Author: Jordan, D.; Ponder, F., Jr.; Hubbard, V. C.

Year: 2003

Publication: Applied Soil Ecology 23(1):33-41

Abstract: A greenhouse study examined the effects of soil compaction and forest leaf litter on the growth and nitrogen (N) uptake and recovery of red oak (Quercus rubra L.) and scarlet oak (Quercus coccinea Muencch) seedlings and selected microbial activity over a 6-month period. The experiment had a randomized complete block design with three replications. Ammonium 15N-sulfate at 33 mg 15N kg-1 was used to quantify seedling N uptake and recovery. After 6 months, seedlings were harvested and analyzed for dry matter production, total N, 15N uptake and N derived from 15N labeled fertilizer (Ndff).
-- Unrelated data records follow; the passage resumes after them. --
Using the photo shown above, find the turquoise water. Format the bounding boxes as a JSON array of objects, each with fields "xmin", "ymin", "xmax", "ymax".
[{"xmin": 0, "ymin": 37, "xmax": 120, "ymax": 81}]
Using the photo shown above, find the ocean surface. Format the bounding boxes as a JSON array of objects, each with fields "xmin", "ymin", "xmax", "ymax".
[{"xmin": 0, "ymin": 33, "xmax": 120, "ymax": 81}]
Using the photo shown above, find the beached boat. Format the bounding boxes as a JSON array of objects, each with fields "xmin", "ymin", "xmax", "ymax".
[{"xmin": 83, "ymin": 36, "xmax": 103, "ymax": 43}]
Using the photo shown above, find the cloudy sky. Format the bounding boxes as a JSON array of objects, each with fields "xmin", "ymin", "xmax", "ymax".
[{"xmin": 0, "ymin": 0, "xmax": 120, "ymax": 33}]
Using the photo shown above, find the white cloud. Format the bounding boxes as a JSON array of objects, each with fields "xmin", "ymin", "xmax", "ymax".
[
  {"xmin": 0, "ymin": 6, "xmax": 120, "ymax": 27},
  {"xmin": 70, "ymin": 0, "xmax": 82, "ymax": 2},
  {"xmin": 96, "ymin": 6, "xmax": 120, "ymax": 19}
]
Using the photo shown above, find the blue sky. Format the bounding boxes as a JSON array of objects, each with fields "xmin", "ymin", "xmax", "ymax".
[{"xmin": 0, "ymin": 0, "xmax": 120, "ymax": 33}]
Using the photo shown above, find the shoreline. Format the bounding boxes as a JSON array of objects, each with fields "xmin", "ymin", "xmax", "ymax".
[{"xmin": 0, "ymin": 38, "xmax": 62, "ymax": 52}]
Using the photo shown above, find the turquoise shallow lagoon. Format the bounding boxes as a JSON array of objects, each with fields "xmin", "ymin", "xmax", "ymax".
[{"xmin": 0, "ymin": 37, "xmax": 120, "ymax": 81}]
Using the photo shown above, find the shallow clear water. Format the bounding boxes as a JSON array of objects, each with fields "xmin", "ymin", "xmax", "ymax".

Soil enzyme activity and soil microbial biomass C and N were measured as indicators of microbial activity. Soil compaction significantly decreased seedling height, dry matter production, and 15N recovery of both oak species. Significantly greater N losses were observed in compacted pots compared with the non-compacted pots. Less 15N was immobilized in the soil microbial biomass in the compacted pots than under non-compacted conditions, probably due to greater overall 15N losses in the compacted conditions. Soil compaction significantly affected microbial activity by reducing acid phosphatase. Severe soil compaction decreased young tree growth and reduced N fertilizer uptake.